Through April 15, Operation Flip-Flop, Niagara Hall's campus-wide program, is collecting flip-flops and money for Iraqi children who are without shoes.
Boxes and donation jars have been placed in each residence hall with the hopes of collecting 600 pairs of children's sized flip-flops, as well as money to pay for more pairs and for shipping.
Juniors Josh Carney and Sawyer Green, both resident assistants in Niagara, have worked to organize the event with the help of sophomores Courtney Payne, Bridget Greene and Jamie Sharratt, and junior Ethan Papaserge. Carney and Green have also enlisted the help of the Royal Lady Knights as well as Greek organizations on campus.
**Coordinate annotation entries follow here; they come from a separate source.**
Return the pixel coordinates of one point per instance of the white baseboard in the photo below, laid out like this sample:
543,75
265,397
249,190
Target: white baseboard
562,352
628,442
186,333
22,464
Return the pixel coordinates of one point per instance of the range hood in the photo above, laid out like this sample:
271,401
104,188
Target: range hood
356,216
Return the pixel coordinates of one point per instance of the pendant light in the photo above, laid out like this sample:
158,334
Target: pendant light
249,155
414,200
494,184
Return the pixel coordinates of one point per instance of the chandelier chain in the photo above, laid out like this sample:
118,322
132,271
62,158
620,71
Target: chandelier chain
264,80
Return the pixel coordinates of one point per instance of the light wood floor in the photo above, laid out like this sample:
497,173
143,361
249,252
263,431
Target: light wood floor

The program has received support from groups outside of Geneseo including Romulus High School, a Syracuse-area school that raised $650 for the cause.
"I think a lot of people are interested because it's a new type of fundraiser," Carney said. "Also, a lot of people can sympathize with little kids without shoes."
"The beauty of it is that it's such a simple idea," he said. "You get a pair of flip-flops and you drop them off in your residence hall and it's done, but you've changed that kid's life completely by protecting his feet."
The donated flip-flops will be sent to Platoon 299 of the U.S. Army stationed in Balad, Iraq, where Payne's boyfriend is currently serving. Each month 150 children, mostly shoeless, visit the army base to spend a day with the soldiers. When Payne learned that soldiers had been giving their flip-flops to the children, she and her family began sending pairs to Iraq.
When Payne approached Carney and Green about bringing the cause to campus, they were immediately interested.
"She said she wanted to do some type of fundraising in Niagara Hall, but then we decided that it would be really cool to make it a campus-wide thing," Green said.
So far, the program has collected an estimated 400 flip-flops, and about $800. Carney and Green plan to purchase new flip-flops in bulk from an online retailer, which they will send straight to Balad. As for the donated pairs, the organizers plan to hold an event where students can help package the shoes and ready them for shipping.
"I think it has been really successful," Green said. "Right now, without Geneseo even involved, we probably have enough money for almost the 600 [pairs]. Anything on top of our 600 is what Geneseo's going to give us."